Он выступал на всех праздниках под Новый год, на рождественских полдниках, на юбилеях и корпоративных вечеринках. На послеобеденных концертах в благотворительных учреждениях, предпочтительнее светских. И конечно же он не щадил себя. Во всех смыслах. Известно же, что это за мероприятия в непринужденной дружеской обстановке: у бравого клоуна, который изрядно попотел под прожекторами, пивная кружка не пустела. Отец возвращался со своих выступлений накачанный хмельной признательностью и довольный тем, что пьян по долгу. А я стыдился, отрекался от него, не хотел его знать, отдал бы любому сироте, но не думал, что хоть один из них согласится. Я ненавидел свою мать за то, что она укладывает его в кровать, вытирает пот со лба, нашептывает всякие нежности.
Никогда он не брал ни гроша за свое выступление, за то, что гробил нашу семейную субботу, воскресенье, лишал удовольствия проводить в семейном кругу школьные выходные по четвергам. Ему звонили прямо домой, по телефону. Он слушал, спрашивал место и время. Потом сообщал маме о данном обещании.
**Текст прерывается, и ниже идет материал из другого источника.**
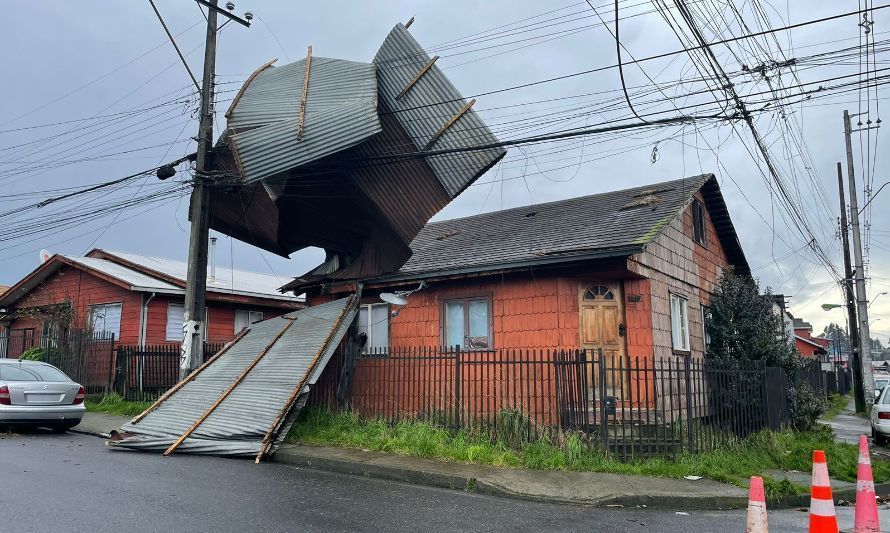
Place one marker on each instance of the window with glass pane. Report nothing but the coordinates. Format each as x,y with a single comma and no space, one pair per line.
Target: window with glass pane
468,323
373,321
680,323
244,318
105,319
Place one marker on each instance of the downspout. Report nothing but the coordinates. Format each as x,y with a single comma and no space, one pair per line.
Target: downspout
143,320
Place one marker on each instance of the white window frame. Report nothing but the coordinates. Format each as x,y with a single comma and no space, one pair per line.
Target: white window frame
372,345
679,323
181,332
104,306
252,318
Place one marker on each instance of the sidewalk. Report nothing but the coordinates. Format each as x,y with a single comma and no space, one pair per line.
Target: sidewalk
579,488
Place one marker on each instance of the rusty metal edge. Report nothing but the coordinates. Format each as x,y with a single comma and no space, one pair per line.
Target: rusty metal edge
243,88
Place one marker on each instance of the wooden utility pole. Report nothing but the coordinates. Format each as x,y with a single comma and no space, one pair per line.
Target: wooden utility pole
850,300
868,382
192,353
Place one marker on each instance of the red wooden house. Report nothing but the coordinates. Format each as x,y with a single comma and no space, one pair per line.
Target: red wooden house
138,299
629,272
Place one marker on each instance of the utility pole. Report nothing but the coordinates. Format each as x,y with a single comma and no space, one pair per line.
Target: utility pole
850,300
868,382
192,353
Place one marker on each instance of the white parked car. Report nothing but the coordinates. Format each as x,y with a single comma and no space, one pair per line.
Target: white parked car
880,418
38,394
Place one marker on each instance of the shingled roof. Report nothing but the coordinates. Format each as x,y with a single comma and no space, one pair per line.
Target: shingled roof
606,225
611,224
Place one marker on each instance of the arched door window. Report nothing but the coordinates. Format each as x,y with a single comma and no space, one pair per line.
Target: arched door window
598,292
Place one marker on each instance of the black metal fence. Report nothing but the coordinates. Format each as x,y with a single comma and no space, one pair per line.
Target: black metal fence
145,373
630,406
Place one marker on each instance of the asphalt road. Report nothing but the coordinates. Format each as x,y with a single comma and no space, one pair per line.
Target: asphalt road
71,482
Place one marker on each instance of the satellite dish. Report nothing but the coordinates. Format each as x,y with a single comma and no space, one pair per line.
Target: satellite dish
392,298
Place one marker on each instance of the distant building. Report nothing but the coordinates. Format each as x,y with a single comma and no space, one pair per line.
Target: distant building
138,299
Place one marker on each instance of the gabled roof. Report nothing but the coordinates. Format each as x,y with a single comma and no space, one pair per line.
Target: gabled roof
150,274
611,224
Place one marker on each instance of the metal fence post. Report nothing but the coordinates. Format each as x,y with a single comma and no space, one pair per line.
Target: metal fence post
688,378
601,366
457,387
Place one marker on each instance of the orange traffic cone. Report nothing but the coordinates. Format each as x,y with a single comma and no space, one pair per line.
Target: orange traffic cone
822,517
757,522
866,520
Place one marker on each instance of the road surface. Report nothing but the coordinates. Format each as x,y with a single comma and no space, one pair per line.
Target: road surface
71,482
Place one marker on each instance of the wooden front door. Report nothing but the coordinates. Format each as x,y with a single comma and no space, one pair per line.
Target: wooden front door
602,327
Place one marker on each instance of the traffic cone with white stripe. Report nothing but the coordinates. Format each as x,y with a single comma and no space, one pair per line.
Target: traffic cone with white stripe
866,520
756,522
822,517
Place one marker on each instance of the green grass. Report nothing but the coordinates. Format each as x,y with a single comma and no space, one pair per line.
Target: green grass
784,450
836,404
115,404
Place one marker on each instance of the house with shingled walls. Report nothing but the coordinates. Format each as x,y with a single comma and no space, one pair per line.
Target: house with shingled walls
629,272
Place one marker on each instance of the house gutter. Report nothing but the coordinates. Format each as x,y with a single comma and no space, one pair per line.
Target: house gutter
143,319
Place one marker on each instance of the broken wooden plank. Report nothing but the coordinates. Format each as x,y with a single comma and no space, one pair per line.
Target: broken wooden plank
243,88
190,377
305,95
229,390
417,77
448,124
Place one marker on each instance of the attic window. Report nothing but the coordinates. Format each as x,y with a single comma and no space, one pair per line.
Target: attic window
699,234
641,202
447,234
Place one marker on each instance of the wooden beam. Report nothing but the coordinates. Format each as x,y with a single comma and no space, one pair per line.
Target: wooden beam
417,77
267,440
450,123
305,95
243,88
225,394
190,377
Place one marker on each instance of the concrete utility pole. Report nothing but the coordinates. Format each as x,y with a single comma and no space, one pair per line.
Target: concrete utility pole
868,382
192,353
858,390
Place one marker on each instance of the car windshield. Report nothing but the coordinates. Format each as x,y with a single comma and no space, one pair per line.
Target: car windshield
14,372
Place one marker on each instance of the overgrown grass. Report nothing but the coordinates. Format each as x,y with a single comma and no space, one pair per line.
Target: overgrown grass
784,450
836,404
115,404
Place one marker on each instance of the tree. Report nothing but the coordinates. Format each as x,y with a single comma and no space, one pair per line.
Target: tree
743,327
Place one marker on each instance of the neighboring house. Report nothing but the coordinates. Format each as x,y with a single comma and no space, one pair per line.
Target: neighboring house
630,272
136,298
806,343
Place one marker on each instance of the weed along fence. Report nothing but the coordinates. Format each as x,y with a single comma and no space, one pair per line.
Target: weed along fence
632,407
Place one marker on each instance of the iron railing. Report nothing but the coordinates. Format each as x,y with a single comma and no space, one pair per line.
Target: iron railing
630,406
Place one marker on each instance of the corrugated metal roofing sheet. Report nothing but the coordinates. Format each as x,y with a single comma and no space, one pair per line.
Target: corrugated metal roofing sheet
429,104
254,408
341,111
227,280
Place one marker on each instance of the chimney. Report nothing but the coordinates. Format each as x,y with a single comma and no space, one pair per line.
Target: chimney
212,260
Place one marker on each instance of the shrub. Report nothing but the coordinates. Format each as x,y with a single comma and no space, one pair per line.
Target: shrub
33,354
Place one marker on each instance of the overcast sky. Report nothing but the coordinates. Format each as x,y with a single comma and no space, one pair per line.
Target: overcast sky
108,59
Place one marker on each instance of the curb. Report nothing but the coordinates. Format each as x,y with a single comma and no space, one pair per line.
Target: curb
482,486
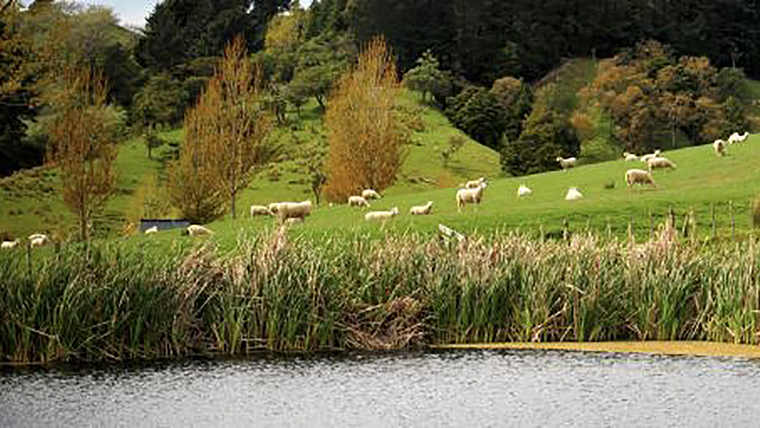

Она смотрела, как он вытаскивает из шкафа в подвале свой чемодан, проверяет реквизит. Бензин в машине, билет на трамвай, мелкие расходы — все за свой счет. Перед тем как уехать, он соблюдал ритуал, вопрошая нас взглядом: колебался, делал вид, будто ему тяжело нас бросать, приносить в жертву собственному удовольствию. Он готов был отказаться, уже ставил чемодан, нет-нет, он не поедет, пренебрегать нами слишком жестоко. И вся эта морока для того, чтобы мы разыграли нашу часть мизансцены нежных и невозможных расставаний, чтобы мама снисходительно согласилась — я и моя сестра Франсуаза прилагались к ее капитуляции — и все с гордостью отправились его сопровождать.
На самом деле мама не снисходила до уступки, она притязала на статус жены клоуна и выступала в роли просвещенной патриотки: мы шли не на жертву, а к триумфу. Для меня, признаюсь, это было жертвой, навязанный выход тяготил меня, снова придется хитрить, старательно отдаляться от своих, не разговаривать с ними, пока идет номер, предавать. Поджав хвост, я с трудом утешал себя сладостями, прогорклыми бутербродами и тошнотворными лимонадами, которыми нас иногда угощали. Как бедных.